Commenting on the report’s findings, economist and IIBN Ireland board member, Susan HayesCulleton, states: “Economies here and in the UK are seeing a steady recovery. An increase in confidence has resulted in more people and businesses spending money, which has led to the increased sales we see in the report. The knock on effect of this is greater opportunities for employees and the opportunity to create an increase in real wages.”
Factors affecting business
HayesCulleton is not wrong. The survey also revealed that one of the greatest challenges facing businesses in the past 12 months has been a steady rise in staff turnover, with more than a quarter (26.7%) of all respondents stating it had had a negative impact on their business. When we look at the countries individually, we see that it is a greater issue in Ireland (36.7%) than the UK (20.5%).
Late payment from customers remains the biggest challenge facing businesses. However, its impact has declined over the past year. In 2013 56.2% of respondents stated that late payment from customers had a mild or very negative affect on their business. This has fallen to 45.1% in 2014. Better still, this figure is expected to drop by another 8.4%, as interviewees believe it will have less of an impact in the coming 12 months.
Ireland vs UK
Looking at the countries individually, UK respondents (85.3%) continued to marginally outperform their Irish counterparts (83.4%) in terms of customer demand and their ability to expand into new areas (41% in Ireland vs 61.5% in UK). The issue of late payment from customers seems to have shifted, with more Irish based businesses (46.7%) highlighting it as a problem than those in the UK (43.6%).

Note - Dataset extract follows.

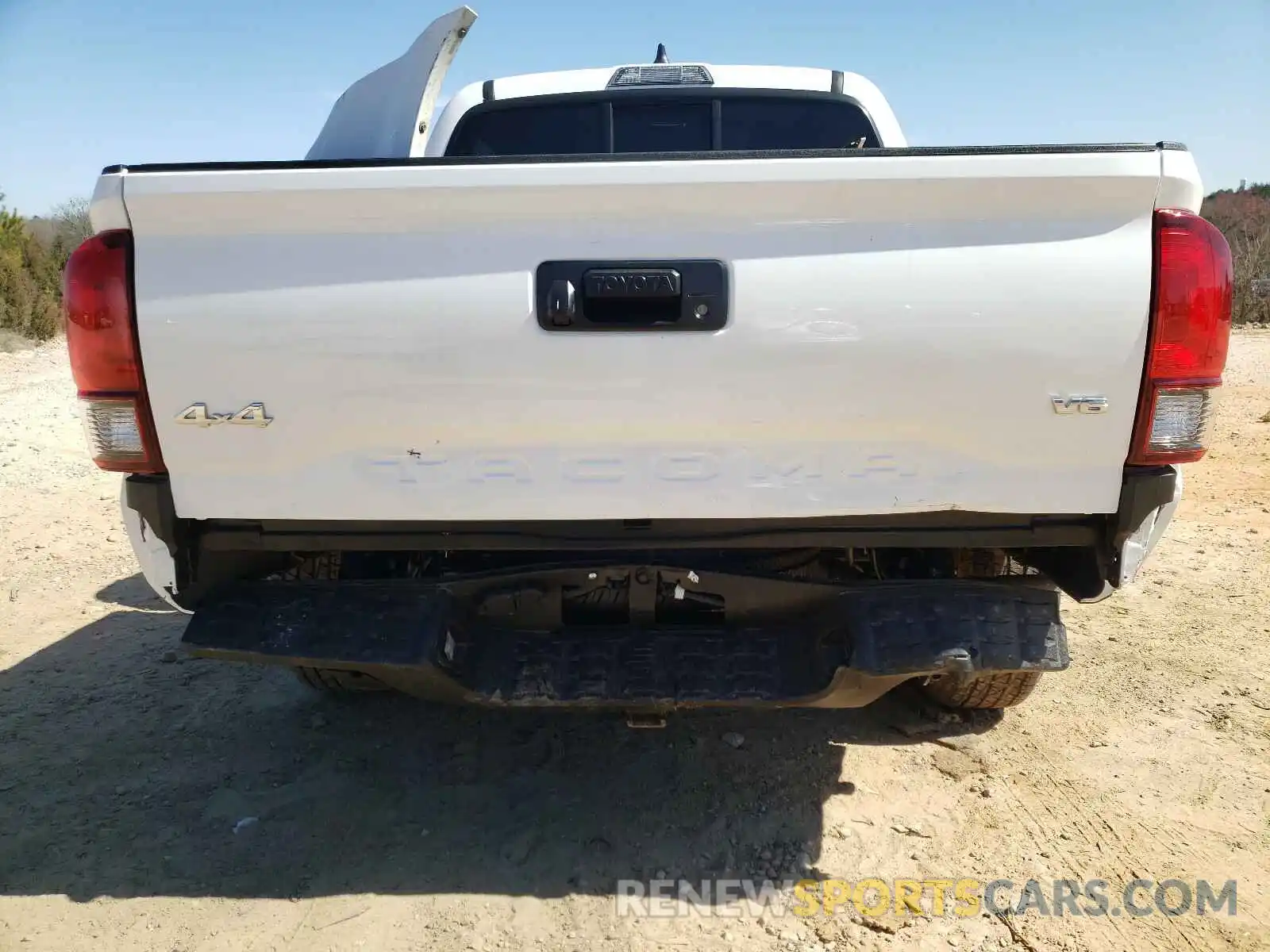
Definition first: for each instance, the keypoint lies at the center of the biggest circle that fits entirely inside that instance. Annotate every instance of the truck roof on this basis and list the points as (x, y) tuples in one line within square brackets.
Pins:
[(795, 79)]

However, confidence amongst domestic respondents still appears to be higher than in the UK for the coming 12 months with a higher percentage expecting to see a positive impact in terms of customer demand (96.5% in Ireland vs 89.8% in UK) and their ability to expand into new areas (62.1% in Ireland vs 60.5% in UK).
HayesCulleton continues: “The results of the report are hugely promising. the IIBN, as a not-for-profit set up to help Irish businesses grow and expand into new regions, is hugely encouraged to see that Irish businesses, both home and abroad, are going from strength to strength and are extremely confident about their prospects over the next year.”